Norden structures on cotangent bundles

TL;DR

This paper explores how Norden structures on manifolds extend to their cotangent bundles, demonstrating that certain geometric properties are preserved or enhanced in the cotangent bundle context.

Contribution

It proves that cotangent bundles of complex Norden manifolds inherit Norden structures, and establishes conditions under which these structures are integrable or Kähler Norden flat.

Findings

Cotangent bundle of a complex Norden manifold admits a Norden structure.
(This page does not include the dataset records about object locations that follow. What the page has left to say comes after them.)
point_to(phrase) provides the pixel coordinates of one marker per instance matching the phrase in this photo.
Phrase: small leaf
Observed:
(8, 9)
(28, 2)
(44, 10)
If the original manifold has a flat natural connection, the cotangent bundle's structure is integrable.

Kähler Norden flatness is preserved in the cotangent bundle under certain conditions.

Abstract

We study prolongation of Norden structures on manifolds to their generalized tangent bundles and to their cotangent bundles. In particular, by using methods of generalized geometry, we prove that the cotangent bundle of a complex Norden manifold $(M,J,g)$ admits a structure of Norden manifold, $(T^{\star}(M),\tilde J, \tilde g)$. Moreover if $(M,J,g)$ has flat natural canonical connection then $\tilde J$ is integrable, that is $(T^{\star}(M),\tilde J, \tilde g)$ is a complex Norden manifold. Finally we prove that if $(M,J,g)$ is K\"ahler Norden flat then $(T^{\star}(M),\tilde J, \tilde g)$ is K\"ahler Norden flat.